Example: Handling errors in a learning method

If a learning method throws an error the default behavior of mlr is to generate an exception as well. However, in some situations, for example if you conduct a larger bechmark experiment with multiple data sets and learners, you usually don’t want the whole experiment stopped due to one error. You can prevent this using the on.learner.error option of configureMlr().

# This call gives an error caused by the low number of observations in class "virginica"
train("classif.qda", task = iris.task, subset = 1:104)
## Error in qda.default(x, grouping, ...): some group is too small for 'qda'

# Get a warning instead of an error
configureMlr(on.learner.error = "warn")
mod = train("classif.qda", task = iris.task, subset = 1:104)
## Warning in train("classif.qda", task = iris.task, subset = 1:104): Could not train learner classif.qda: Error in qda.default(x, grouping, ...) : 
##   some group is too small for 'qda'

mod
## Model for learner.id=classif.qda; learner.class=classif.qda
## Trained on: task.id = iris-example; obs = 104; features = 4
## Hyperparameters: 
## Training failed: Error in qda.default(x, grouping, ...) : 
##   some group is too small for 'qda'
## 
## Training failed: Error in qda.default(x, grouping, ...) : 
##   some group is too small for 'qda'

# mod is an object of class FailureModel
isFailureModel(mod)
## [1] TRUE

# Retrieve the error message
getFailureModelMsg(mod)
## [1] "Error in qda.default(x, grouping, ...) : \n  some group is too small for 'qda'\n"
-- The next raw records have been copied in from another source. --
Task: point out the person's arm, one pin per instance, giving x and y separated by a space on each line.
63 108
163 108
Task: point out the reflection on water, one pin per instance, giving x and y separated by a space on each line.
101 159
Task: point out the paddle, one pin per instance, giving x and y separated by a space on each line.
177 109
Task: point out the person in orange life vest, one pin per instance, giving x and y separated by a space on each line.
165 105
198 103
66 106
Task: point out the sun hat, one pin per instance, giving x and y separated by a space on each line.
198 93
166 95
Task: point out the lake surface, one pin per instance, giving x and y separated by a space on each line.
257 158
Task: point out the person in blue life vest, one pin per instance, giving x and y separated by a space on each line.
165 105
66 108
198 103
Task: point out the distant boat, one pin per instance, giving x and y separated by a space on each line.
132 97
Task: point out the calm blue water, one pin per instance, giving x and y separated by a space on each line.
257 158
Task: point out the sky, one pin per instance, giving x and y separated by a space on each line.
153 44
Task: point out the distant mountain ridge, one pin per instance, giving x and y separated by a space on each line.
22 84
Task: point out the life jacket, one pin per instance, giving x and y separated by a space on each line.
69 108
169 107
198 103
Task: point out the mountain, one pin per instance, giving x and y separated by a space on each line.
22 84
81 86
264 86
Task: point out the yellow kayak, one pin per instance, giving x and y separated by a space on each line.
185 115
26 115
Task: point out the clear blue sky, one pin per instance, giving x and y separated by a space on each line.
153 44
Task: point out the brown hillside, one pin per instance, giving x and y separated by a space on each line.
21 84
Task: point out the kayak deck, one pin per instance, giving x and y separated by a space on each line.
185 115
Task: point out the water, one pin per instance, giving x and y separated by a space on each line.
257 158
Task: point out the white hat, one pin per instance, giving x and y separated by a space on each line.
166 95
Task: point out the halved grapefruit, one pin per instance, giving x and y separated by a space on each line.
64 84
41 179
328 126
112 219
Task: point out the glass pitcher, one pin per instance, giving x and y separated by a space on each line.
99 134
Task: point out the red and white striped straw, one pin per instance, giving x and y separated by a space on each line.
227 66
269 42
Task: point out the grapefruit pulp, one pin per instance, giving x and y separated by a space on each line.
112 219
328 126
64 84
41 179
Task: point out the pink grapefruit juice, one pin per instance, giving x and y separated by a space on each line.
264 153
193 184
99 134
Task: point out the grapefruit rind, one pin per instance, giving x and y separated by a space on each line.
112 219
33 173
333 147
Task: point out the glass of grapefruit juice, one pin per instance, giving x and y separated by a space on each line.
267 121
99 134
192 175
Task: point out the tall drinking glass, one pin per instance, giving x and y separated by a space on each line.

# predict and performance return NA's
pred = predict(mod, iris.task)
pred
## Prediction: 150 observations
## predict.type: response
## threshold: 
## time: NA
##   id  truth response
## 1  1 setosa     <NA>
## 2  2 setosa     <NA>
## 3  3 setosa     <NA>
## 4  4 setosa     <NA>
## 5  5 setosa     <NA>
## 6  6 setosa     <NA>
## ... (#rows: 150, #cols: 3)

performance(pred)
## mmce 
##   NA

If on.learner.error = "warn" a warning is issued instead of an exception and an object of class FailureModel() is created. You can extract the error message using function getFailureModelMsg(). All further steps like prediction and performance calculation work and return NA's.